Adding to its Intelligent Tracking Prevention, Safari will now feature a “Privacy Report” button in the toolbar that when clicked shows users information about the trackers on the websites they visit. In addition, the start page will now have a new weekly Privacy Report showing users how Safari protects them by revealing the known trackers it’s identified while they were browsing and from which websites the trackers originated. The idea is to offer more transparency to users about who and how they are being followed while online.

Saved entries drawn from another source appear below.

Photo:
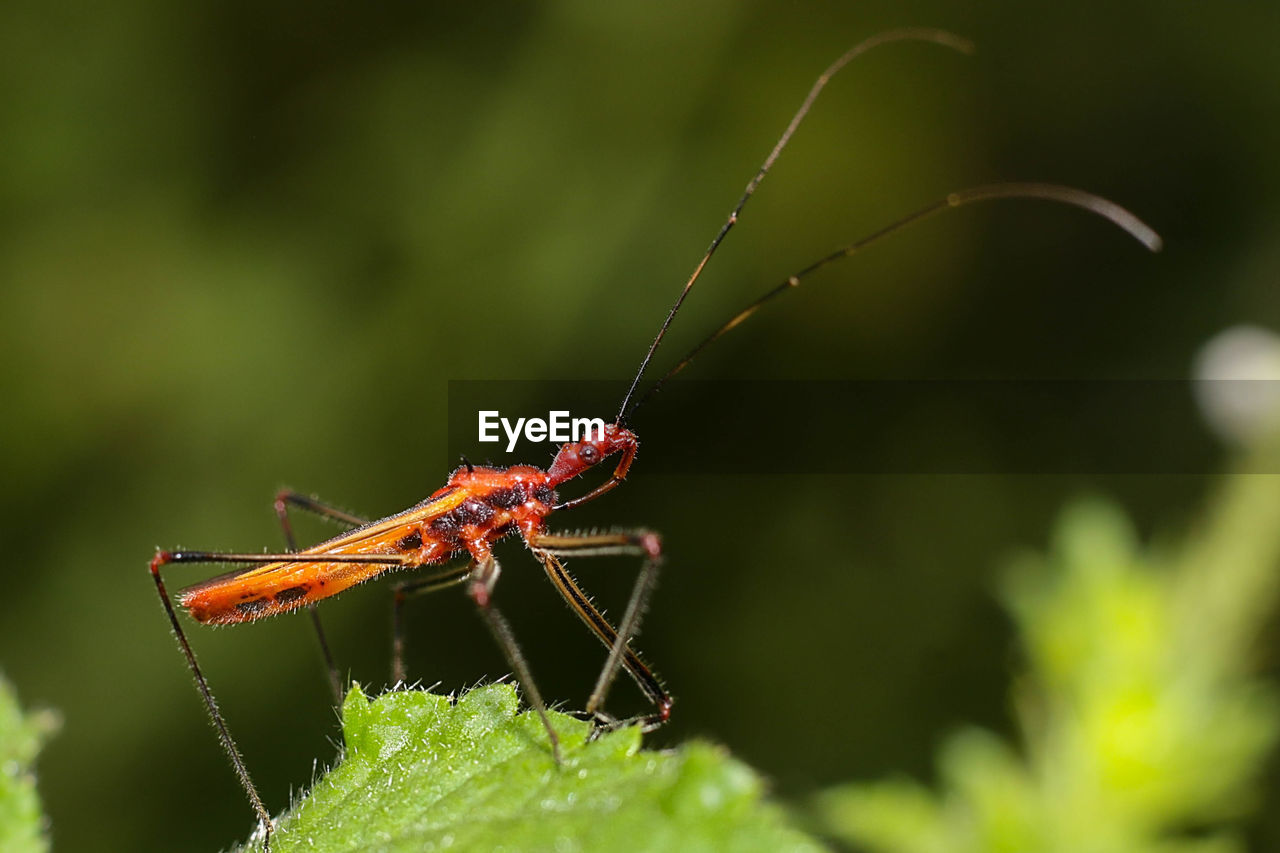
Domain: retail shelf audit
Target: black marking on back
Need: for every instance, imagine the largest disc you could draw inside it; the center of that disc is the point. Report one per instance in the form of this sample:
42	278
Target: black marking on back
506	497
291	594
251	607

To understand why this news is a big deal let’s look at what exactly web tracking is and why you might want to care about it.
What is web tracking?
First, it’s important to keep in mind that tracking isn’t achieved by one single technology, rather it’s a combination of techniques used to identify and follow a user across multiple websites. By collecting information about your online activities, web trackers can monetize this information, selling it to advertisers who then compile data-rich, accurate profiles to use in the creation of highly targeted ads. And this isn’t always bad. In fact, people often willingly opt-in to trackers as they prefer – and even want – to see and receive personalized ads.
How does tracking work?
As stated above, tracking can be achieved through various methods. Here’s a quick breakdown of how you can be followed online:
Cookies are probably the most common way users are tracked while browsing the internet. They are small pieces of data that are saved to your browser by a website. So, each time you visit a webpage, cookies can be stored on your device. Websites typically have first-party cookies in place to do useful things like remember your language or currency preferences, help you login or suggest relevant content. Third-party cookies, however, do not come from the website itself but are embedded from another website – one which you may not have ever visited. These third-party cookies are mainly used for ad-related tracking.

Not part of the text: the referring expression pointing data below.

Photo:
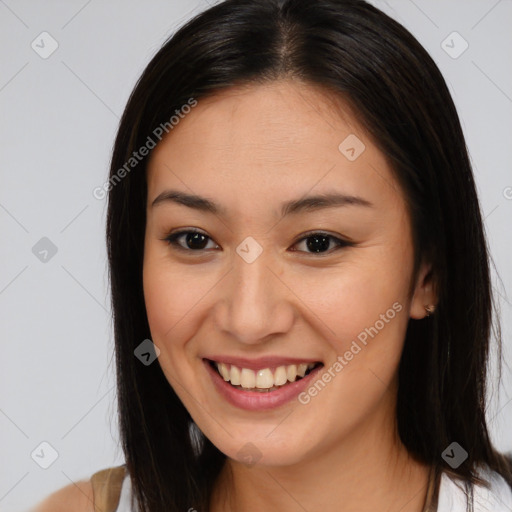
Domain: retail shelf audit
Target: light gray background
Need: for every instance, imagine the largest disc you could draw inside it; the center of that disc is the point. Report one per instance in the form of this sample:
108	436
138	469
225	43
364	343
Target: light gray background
58	121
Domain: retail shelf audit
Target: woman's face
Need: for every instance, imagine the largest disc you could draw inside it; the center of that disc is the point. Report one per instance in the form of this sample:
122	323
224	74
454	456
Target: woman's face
276	281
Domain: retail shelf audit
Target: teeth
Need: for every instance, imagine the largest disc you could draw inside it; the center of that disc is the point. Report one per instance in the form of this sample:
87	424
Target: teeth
262	379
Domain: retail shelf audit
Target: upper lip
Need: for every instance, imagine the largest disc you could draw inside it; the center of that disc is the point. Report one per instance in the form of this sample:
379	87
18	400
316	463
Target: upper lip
261	362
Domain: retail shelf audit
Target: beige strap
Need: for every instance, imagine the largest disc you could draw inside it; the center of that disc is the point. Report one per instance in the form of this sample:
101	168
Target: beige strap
106	485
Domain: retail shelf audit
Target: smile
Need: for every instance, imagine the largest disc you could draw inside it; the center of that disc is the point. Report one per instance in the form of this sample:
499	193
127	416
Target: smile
264	379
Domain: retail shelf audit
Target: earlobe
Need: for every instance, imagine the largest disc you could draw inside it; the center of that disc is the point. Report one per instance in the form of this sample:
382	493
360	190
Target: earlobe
424	300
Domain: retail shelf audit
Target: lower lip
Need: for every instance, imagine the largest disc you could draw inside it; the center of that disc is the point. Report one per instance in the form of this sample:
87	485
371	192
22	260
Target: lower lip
255	400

Embedded scripts, whether visible or invisible, are another tracking tool. For example, pixel trackers – transparent pixel-sized images are often embedded on a web page or email. They offer marketers insight into user behavior, like if an email was opened or not, but can also collect additional information like location data and specific device information.

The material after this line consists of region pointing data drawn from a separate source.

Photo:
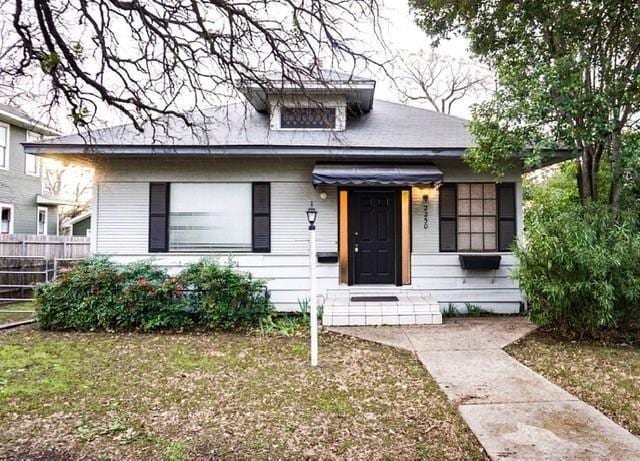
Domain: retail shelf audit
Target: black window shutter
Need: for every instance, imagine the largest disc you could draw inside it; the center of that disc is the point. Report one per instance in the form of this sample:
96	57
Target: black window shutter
506	215
261	217
158	217
448	221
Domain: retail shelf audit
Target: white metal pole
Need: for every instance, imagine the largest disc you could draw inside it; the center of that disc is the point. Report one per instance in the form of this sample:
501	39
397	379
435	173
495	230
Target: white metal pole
313	296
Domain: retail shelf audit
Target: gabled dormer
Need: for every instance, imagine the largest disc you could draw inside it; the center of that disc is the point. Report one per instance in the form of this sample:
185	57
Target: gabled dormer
323	104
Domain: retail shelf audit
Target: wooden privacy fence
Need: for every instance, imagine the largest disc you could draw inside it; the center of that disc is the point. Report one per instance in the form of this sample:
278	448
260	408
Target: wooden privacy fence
49	247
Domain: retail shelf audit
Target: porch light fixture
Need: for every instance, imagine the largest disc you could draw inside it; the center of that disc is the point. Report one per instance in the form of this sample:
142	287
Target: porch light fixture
312	214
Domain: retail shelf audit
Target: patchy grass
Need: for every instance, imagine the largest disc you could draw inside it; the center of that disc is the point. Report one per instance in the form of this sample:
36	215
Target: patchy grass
16	316
603	374
174	397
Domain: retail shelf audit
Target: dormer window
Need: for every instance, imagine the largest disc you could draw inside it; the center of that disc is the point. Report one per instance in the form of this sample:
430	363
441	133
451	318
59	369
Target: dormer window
308	118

Fingerprinting is a more invasive way to track users online. A digital fingerprint, is created when a company makes a unique profile of a user based on their computer, installed fonts and software, add-ons, and web browsers. Apple has also recently rejected 16 new Web APIs in Safari due to potential threats to user privacy over open opportunities for fingerprinting.
Want to block trackers? Here’s how
The less you can be followed as you browse the web, the more chances you have to avoid trackers. And no matter what browser you decide to use to search and surf the web you have several options to keep your activities private. A first option which offers some level of privacy, is to activate your browser’s private browsing, or incognito mode.
Secondly you can add a free browser extension like Avira Browser Safety for Firefox and Opera browsers or the Avira Safe Shopping extension for Chrome and Edge. Both options provide protections against ad and social media tracking, can block ads and make sure every website you visit is safe.
Lastly, for complete privacy you can anonymize all your web browsing and online communications by using a VPN. Not only will a VPN hide your IP address and therefore keep your location private, it encrypts your web traffic, routing all your online activities via a secure tunnel making it virtually impossible for anyone to gain access.